Critical Point Events in Affine Scale-Space

There are (at least) three lines of argument motivating the interest in scale space: ecological, physiological and pragmatic. The ecological line runs thus. It is desirable for an agent that the environmental information it can extract by visual means should depend as little as possible upon the agent’s location and pose. This is confounded by several factors: occlusion, limited field of view and physical limitations on the measurements it can make of the luminance incident upon its receptors. Consideration of physical limitations inspires scale space (Koenderink, 1984). It is acknowledged that the apertures of physically plausible measurements must be of non-zero size.

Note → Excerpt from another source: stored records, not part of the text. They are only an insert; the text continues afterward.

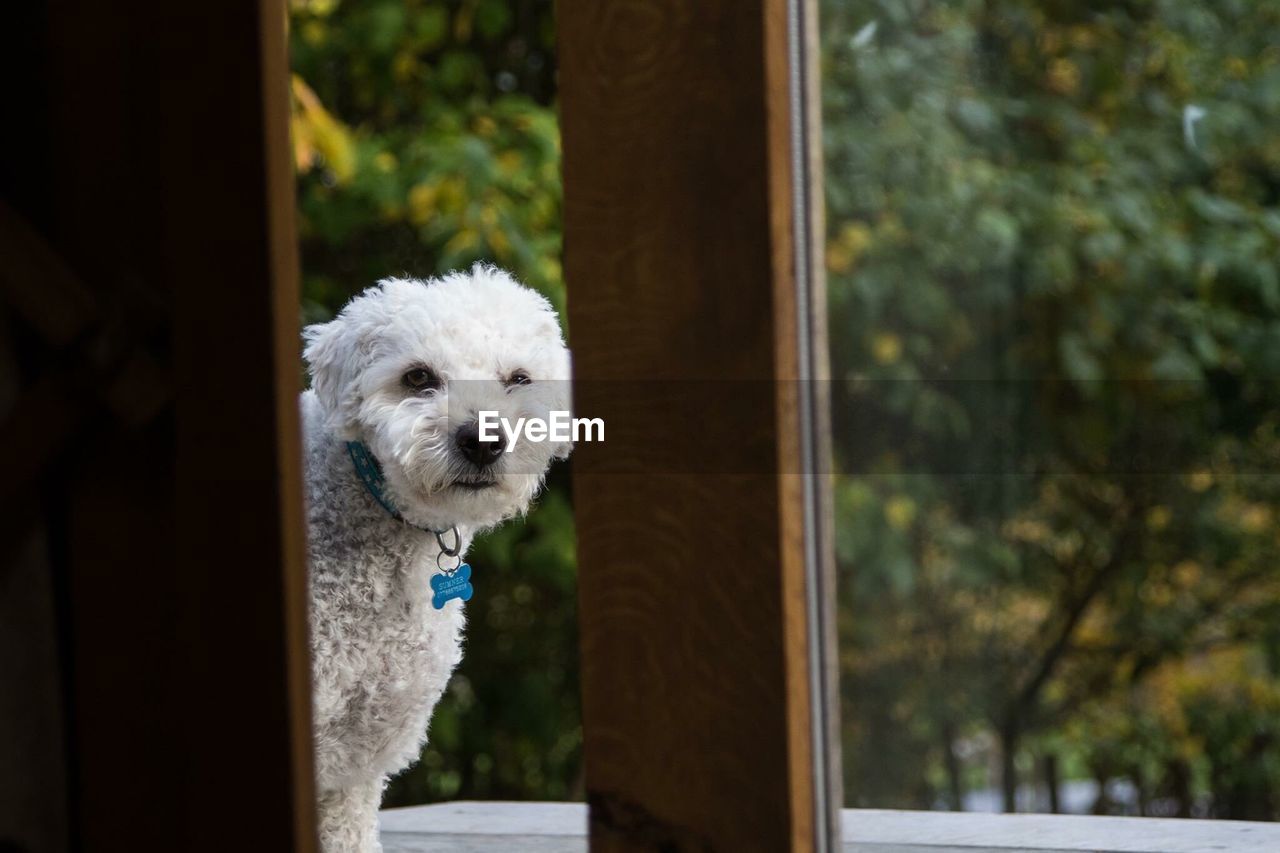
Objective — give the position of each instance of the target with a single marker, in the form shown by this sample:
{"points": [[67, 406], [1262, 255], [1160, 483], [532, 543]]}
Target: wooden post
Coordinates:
{"points": [[698, 536]]}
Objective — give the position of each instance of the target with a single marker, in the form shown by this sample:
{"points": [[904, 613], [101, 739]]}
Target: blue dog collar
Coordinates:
{"points": [[370, 473]]}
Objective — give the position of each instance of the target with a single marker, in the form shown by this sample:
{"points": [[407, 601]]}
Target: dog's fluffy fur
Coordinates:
{"points": [[380, 653]]}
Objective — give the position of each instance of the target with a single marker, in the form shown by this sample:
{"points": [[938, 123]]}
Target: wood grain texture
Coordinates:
{"points": [[155, 165], [679, 260]]}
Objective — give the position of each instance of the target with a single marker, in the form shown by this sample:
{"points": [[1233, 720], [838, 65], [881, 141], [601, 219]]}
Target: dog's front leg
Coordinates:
{"points": [[348, 819]]}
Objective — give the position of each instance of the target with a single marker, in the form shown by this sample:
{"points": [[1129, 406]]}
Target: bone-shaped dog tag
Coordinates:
{"points": [[456, 584]]}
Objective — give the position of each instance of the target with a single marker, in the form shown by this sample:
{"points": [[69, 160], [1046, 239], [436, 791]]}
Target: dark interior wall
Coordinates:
{"points": [[151, 573]]}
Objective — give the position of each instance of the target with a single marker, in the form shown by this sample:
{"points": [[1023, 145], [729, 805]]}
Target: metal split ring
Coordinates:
{"points": [[457, 542], [440, 556]]}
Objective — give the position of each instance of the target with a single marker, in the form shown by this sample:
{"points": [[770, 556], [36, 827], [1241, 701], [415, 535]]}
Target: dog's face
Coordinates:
{"points": [[408, 365]]}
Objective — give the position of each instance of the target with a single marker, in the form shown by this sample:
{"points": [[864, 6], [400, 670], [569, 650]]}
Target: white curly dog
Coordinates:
{"points": [[398, 379]]}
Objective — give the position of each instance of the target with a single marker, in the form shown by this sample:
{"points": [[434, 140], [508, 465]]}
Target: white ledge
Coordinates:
{"points": [[561, 828]]}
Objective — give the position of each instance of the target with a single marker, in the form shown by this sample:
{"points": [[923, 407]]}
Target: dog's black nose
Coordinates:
{"points": [[475, 451]]}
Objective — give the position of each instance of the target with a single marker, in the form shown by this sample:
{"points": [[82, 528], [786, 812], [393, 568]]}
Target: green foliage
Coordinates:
{"points": [[425, 141], [1054, 301]]}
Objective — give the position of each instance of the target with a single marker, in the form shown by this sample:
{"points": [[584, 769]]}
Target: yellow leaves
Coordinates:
{"points": [[900, 512], [886, 347], [1247, 516], [1187, 574], [1064, 77], [405, 67], [318, 8], [318, 136], [845, 249]]}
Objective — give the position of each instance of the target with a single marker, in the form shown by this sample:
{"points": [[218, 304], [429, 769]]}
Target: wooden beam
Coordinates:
{"points": [[685, 325]]}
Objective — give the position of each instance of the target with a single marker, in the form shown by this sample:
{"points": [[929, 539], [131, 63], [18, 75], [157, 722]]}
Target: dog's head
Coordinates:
{"points": [[407, 366]]}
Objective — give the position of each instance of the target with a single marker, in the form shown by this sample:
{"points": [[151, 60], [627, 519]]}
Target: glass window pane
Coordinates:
{"points": [[1051, 249]]}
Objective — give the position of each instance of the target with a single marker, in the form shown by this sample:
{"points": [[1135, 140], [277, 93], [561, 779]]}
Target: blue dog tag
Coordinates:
{"points": [[455, 584]]}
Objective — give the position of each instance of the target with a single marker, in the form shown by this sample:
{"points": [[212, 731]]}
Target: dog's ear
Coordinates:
{"points": [[333, 355]]}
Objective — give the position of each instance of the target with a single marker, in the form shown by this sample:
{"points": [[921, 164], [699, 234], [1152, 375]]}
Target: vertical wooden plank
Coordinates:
{"points": [[173, 493], [680, 260]]}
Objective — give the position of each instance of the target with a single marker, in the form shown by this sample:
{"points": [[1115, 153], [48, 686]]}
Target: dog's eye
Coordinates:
{"points": [[421, 379]]}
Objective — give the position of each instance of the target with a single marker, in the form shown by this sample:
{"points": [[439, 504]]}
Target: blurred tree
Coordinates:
{"points": [[425, 140], [1055, 313]]}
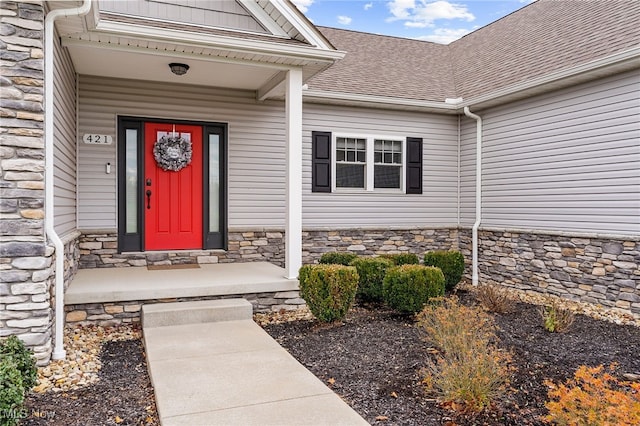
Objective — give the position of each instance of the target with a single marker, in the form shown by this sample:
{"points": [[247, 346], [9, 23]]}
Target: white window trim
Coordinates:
{"points": [[369, 165]]}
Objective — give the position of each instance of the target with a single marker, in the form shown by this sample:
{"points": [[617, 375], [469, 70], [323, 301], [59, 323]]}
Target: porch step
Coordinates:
{"points": [[182, 313]]}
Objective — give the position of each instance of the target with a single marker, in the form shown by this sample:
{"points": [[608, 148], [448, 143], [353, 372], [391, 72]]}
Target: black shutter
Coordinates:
{"points": [[414, 166], [321, 162]]}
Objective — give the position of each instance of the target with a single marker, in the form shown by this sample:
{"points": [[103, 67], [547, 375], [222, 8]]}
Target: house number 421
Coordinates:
{"points": [[95, 139]]}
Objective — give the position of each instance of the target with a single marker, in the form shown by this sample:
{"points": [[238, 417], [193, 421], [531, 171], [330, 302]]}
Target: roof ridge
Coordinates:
{"points": [[381, 35]]}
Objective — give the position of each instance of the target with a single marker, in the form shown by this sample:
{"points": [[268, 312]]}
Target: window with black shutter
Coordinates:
{"points": [[321, 162], [414, 166]]}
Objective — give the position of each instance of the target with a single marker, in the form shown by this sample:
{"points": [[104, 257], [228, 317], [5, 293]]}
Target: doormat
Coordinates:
{"points": [[176, 266]]}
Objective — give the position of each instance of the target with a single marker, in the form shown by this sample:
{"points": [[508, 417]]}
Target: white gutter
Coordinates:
{"points": [[476, 225], [49, 34]]}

Hence there will be an unavoidable loss of information as the agent recedes from a scene. If the agent produces a scale space (i.e. it measures the luminance with apertures at all sizes not smaller than its smallest set) then it achieves a semi-invariance to viewing distance: it ensures that although it loses information by receding, it never loses by approaching. The physiological line is to observe that receptive fields in mammalian visual systems have a range of sizes; to realize that this means that the retinal image is represented at multiple scales; and then to seek a formal framework to describe and investigate such a representation (Marr, 1982). The pragmatic line is the computer scientist’s. He observes that image objects come in a range of sizes and that operations that can extract small objects fail with larger objects and vice versa. Rather than design his operators separately for each scale of interest he conceives the plan of using one set of operators and changing the scale of his image (Witkin, 1983).